2020 journal article
Engineering Edge States of Graphene Nanoribbons for Narrow-Band Photoluminescence
ACS NANO, 14(4), 5090–5098.
Solid-state narrow-band light emitters are on-demand for quantum optoelectronics. Current approaches based on defect engineering in low-dimensional materials usually introduce a broad range of emission centers. Here, we report narrow-band light emission from covalent heterostructures fused to the edges of graphene nanoribbons (GNRs) by controllable on-surface reactions from molecular precursors. Two types of heterojunction (HJ) states are realized by sequentially synthesizing GNRs and graphene nanodots (GNDs) and then coupling them together.

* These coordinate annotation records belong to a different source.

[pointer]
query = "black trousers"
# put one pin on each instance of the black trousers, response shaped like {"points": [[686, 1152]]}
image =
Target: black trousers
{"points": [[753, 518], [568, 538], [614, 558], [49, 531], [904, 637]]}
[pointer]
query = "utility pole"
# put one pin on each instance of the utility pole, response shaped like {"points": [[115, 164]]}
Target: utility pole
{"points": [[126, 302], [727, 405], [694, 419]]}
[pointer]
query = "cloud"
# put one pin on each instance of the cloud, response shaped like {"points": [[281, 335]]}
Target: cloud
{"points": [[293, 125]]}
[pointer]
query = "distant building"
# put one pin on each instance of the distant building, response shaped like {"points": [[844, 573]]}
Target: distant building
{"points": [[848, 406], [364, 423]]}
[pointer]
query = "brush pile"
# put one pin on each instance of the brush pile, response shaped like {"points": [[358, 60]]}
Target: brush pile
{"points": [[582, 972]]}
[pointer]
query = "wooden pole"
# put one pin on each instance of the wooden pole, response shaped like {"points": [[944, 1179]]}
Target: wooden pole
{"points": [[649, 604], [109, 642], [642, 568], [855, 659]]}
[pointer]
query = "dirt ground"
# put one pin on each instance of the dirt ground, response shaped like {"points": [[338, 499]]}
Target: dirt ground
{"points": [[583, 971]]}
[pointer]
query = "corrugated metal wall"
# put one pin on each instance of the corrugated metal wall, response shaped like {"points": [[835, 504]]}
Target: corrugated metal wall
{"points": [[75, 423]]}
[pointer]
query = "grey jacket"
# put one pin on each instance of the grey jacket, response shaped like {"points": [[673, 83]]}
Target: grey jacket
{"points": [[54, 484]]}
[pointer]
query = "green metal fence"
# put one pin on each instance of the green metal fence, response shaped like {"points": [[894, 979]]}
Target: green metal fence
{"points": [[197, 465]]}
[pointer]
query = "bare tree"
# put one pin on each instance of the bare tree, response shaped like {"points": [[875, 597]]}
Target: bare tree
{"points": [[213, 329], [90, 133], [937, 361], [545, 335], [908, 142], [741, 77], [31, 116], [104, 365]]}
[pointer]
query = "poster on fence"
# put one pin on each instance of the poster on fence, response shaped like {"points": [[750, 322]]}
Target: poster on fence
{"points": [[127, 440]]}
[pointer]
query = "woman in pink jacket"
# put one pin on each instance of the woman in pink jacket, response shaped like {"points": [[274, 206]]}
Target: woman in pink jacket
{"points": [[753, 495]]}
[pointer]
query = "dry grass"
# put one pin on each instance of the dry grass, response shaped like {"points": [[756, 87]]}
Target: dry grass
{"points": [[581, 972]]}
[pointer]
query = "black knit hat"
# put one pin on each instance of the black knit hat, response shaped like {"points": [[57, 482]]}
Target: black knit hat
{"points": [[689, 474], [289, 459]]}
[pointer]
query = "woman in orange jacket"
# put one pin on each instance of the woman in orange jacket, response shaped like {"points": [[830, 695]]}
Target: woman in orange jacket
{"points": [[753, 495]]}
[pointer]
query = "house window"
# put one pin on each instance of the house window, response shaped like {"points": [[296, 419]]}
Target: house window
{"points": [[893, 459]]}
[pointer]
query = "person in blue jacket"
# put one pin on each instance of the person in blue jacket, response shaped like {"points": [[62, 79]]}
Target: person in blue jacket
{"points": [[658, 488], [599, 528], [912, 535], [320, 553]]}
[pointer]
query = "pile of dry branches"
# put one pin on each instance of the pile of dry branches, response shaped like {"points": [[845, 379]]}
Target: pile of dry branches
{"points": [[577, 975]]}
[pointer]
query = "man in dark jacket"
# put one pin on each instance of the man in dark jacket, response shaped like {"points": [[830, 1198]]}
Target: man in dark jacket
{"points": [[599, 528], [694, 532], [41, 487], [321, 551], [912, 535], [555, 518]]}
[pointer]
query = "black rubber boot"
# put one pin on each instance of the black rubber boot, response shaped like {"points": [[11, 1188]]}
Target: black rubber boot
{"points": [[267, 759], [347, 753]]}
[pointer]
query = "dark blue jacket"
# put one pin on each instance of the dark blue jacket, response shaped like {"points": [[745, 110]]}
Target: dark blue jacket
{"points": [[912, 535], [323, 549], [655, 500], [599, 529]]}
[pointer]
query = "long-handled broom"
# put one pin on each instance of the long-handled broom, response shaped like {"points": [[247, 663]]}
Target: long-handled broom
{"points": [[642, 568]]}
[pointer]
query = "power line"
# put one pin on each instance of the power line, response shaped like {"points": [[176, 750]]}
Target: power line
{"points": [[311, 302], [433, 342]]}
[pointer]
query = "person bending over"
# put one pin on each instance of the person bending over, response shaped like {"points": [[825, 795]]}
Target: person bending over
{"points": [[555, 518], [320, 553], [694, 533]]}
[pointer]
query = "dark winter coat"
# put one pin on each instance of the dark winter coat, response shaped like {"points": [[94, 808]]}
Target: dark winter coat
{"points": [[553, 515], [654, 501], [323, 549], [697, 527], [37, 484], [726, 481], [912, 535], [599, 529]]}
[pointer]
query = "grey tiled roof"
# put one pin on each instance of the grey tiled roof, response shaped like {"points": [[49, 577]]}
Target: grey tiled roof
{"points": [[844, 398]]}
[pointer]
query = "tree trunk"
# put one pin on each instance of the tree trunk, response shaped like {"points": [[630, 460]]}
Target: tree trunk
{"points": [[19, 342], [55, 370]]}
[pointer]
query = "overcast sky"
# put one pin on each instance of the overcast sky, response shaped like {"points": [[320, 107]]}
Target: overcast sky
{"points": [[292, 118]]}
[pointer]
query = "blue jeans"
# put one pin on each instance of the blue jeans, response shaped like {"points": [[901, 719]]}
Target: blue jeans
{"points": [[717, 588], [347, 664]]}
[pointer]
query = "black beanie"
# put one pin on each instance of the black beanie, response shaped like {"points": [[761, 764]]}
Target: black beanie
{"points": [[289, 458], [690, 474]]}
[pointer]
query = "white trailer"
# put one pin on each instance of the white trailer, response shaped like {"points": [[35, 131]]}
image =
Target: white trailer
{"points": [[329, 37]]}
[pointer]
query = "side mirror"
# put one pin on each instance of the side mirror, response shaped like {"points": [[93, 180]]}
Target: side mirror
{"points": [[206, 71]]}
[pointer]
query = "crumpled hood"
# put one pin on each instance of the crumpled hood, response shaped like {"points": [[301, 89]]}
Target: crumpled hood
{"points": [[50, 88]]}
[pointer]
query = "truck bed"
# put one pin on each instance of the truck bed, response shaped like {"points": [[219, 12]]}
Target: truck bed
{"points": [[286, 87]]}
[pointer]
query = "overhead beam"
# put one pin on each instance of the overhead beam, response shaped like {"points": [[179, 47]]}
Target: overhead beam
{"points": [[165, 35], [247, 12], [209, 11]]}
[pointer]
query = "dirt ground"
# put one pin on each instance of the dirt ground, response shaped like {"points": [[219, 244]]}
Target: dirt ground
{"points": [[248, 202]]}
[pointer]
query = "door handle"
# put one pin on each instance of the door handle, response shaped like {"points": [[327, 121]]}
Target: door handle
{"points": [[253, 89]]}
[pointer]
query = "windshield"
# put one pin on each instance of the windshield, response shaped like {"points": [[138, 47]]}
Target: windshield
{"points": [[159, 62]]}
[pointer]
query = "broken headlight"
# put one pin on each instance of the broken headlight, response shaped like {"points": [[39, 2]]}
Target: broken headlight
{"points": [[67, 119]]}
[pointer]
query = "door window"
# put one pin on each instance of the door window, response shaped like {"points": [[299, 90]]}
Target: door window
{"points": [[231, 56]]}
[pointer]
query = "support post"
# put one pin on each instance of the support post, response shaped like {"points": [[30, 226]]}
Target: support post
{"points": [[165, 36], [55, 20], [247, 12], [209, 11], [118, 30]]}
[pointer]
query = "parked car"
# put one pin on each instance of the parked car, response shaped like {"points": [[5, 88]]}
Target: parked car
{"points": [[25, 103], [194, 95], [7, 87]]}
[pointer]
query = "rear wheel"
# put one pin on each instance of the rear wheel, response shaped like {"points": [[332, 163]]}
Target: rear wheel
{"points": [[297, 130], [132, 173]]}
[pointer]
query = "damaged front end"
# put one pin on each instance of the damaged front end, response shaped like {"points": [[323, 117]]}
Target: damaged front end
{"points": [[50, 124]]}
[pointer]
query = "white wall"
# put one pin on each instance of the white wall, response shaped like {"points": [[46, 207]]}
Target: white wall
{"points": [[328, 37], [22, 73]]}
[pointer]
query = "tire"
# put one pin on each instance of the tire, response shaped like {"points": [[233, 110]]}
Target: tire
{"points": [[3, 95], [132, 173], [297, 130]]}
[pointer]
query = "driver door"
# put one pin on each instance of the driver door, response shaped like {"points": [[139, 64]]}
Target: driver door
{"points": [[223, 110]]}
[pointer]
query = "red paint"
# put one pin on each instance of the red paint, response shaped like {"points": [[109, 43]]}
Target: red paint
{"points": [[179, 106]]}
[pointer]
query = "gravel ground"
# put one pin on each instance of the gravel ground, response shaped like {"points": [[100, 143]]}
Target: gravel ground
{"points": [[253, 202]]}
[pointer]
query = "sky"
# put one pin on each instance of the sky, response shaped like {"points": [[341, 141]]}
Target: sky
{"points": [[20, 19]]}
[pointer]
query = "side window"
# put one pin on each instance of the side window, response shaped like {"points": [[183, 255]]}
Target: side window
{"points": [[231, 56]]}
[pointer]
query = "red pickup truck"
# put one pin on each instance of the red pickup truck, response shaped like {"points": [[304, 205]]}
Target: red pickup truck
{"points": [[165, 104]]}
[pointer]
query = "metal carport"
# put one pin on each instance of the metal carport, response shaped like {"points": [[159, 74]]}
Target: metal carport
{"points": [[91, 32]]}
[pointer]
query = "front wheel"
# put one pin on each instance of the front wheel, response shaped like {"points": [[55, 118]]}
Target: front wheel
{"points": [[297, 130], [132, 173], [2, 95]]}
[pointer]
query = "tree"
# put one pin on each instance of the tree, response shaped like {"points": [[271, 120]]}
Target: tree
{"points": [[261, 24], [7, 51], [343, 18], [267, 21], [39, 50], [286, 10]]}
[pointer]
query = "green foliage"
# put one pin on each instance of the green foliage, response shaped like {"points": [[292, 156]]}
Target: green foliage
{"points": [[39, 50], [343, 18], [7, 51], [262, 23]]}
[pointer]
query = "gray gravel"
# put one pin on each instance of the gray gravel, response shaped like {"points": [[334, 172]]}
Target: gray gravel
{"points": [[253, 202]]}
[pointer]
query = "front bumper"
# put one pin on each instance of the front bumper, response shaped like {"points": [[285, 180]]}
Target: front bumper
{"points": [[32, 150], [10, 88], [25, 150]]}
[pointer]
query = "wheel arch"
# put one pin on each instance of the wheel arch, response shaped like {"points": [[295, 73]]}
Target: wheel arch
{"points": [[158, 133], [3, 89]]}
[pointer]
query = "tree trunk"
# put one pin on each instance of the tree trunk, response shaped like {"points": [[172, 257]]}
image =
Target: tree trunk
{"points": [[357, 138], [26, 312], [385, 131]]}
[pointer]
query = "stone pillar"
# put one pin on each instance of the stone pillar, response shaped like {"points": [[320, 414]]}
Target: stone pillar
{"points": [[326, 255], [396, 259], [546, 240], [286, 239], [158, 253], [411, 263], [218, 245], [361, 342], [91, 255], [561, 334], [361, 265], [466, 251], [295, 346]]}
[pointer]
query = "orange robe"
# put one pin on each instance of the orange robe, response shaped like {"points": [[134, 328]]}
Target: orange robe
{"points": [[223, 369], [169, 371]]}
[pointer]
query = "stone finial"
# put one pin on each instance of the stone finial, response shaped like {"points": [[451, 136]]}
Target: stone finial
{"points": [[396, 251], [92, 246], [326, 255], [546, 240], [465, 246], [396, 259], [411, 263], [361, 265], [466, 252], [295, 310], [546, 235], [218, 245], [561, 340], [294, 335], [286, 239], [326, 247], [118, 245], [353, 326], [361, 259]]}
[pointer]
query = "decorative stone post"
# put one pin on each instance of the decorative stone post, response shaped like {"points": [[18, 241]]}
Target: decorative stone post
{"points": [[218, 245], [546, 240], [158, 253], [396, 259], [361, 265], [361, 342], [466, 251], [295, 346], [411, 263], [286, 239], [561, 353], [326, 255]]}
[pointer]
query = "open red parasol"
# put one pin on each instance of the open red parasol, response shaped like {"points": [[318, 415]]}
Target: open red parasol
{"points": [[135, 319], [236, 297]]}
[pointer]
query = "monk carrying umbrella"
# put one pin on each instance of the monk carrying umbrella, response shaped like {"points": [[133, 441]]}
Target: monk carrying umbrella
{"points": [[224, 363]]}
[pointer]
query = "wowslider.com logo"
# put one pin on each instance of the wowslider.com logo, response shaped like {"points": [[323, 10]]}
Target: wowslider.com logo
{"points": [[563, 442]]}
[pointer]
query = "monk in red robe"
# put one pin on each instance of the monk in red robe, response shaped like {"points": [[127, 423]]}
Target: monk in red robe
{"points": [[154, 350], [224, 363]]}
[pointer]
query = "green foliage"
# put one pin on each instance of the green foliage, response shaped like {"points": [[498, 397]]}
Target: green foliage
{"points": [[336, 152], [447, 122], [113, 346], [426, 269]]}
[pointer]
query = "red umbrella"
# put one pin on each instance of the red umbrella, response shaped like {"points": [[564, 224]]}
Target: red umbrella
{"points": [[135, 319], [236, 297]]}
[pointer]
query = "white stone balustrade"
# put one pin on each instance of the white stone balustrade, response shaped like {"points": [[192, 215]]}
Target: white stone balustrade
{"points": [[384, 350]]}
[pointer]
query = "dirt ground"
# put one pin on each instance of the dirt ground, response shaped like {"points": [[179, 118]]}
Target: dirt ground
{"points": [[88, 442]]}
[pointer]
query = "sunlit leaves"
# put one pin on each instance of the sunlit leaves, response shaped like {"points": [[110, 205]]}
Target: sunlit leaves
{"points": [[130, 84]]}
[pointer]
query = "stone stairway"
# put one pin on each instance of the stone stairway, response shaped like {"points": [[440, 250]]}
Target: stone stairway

HJs between armchair GNDs and armchair edges of the GNR are coherent and give rise to narrow-band photoluminescence. In contrast, HJs between the armchair GNDs and the zigzag ends of GNRs are defective and give rise to nonradiative states near the Fermi level. At low temperatures, sharp photoluminescence emissions with peak energy range from 2.03 to 2.08 eV and line widths of 2-5 meV are observed. The radiative HJ states are uniform, and the optical transition energy is controlled by the band gaps of GNRs and GNDs. As these HJs can be synthesized in a large quantity with atomic precision, this finding highlights a route to programmable and deterministic creation of quantum light emitters.